The planes will continue to stop weekly at Yokota Air Base on the round-trip flights from Seattle to Kadena Air Base, Okinawa.
A three-month trial period runs through August for Iwakuni and Misawa, where duty passengers must notch an 80 percent “cost-recovery” goal to retain the U.S. military’s chartered air service beyond the start of fiscal 2007, said Air Force Lt. Col. Mark Harris, U.S. Forces Japan logistics directorate operations branch chief.
That figure, at 38 percent for October-May, has climbed to 67 percent since June, as officials scrambled to fill the bird with personnel from those bases on permanent-change-of-station and temporary-duty orders.
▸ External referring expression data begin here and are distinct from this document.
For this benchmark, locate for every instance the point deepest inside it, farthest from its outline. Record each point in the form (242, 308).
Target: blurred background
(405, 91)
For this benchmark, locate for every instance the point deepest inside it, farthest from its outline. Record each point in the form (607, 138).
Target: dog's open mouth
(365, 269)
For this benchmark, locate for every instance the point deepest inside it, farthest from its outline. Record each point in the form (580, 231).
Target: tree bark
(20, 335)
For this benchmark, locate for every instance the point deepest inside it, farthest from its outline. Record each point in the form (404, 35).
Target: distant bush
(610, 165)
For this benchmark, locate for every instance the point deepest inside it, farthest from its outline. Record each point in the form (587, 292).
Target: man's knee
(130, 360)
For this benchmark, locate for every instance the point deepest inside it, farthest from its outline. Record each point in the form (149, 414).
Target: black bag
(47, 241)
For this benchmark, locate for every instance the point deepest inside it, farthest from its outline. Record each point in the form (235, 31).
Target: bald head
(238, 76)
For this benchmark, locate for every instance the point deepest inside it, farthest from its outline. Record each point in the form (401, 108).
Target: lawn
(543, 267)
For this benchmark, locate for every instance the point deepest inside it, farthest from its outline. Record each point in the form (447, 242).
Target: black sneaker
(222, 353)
“They’ve got a little ways to go to meet that goal,” Harris said Tuesday. “It’s hard because their populations are relatively small.”
He said raising the duty-passenger count is a necessary stipulation to preserve a huge space-available travel benefit for Japan’s and Okinawa’s U.S. military community. Space-available fliers headed to the States pay only a $24.50 transportation fee, or international “head tax.”
To cut costs, in October 2005, the Pentagon closed Los Angeles International Airport’s Patriot Express gateway and scaled back operations at Seattle-Tacoma International Airport.
Transportation Command issued a one-year extension to Okinawa and a “use-it-or-lose-it” proposition in Japan to see if PCS and TDY use could be improved dramatically in both areas, Harris said. Air Mobility Command long has been the required first option within the Defense Travel Regulations, but the Patriot Express mandate received a renewed push from Navy, Marine, Army and Air Force leaders.
Harris said on Okinawa this year, the service has averaged enough duty passengers to account for 103 percent of cost recovery — and so TRANSCOM decided to again ramp up the Seattle-Tacoma gateway.
If viability rates are maintained, Friday flights to Okinawa will continue to stop at Yokota indefinitely to refuel, Harris said, because there’s no direct link between Seattle and Kadena.
He said retaining the Iwakuni and Misawa Patriot Express connections “is not hopeless.” Four additional Patriot Express flights a month now transit Yokota. Two stop at Iwakuni or Misawa; two others alternate between those bases. They arrive from Seattle on Wednesdays.
“Iwakuni needs it the most,” Harris said. “Without the Patriot, it’s a four- or five-hour bus ride to Kansai International Airport in Osaka. Misawa has another airport so our people can easily go to Haneda” in Tokyo, then take a bus to Narita. “But that makes it difficult when you’ve got pets.”
USFJ has explored options for Iwakuni and Misawa minus the Patriot, he said, including contracting with a smaller commercial aircraft or hauling passengers on C-130s to Yokota — but none so far have proven viable.
Harris said officials were resigned to drop Iwakuni and Misawa stops until Adm. William Fallon, the PACOM commander, initiated the current re-evaluation.
“The leadership … has really fought hard to keep it,” Harris said. “It’s been wiped out just about everywhere else in the world. … Ultimately, though, it’ll be left to the TRANSCOM commander to decide what the fate of this is going to be.”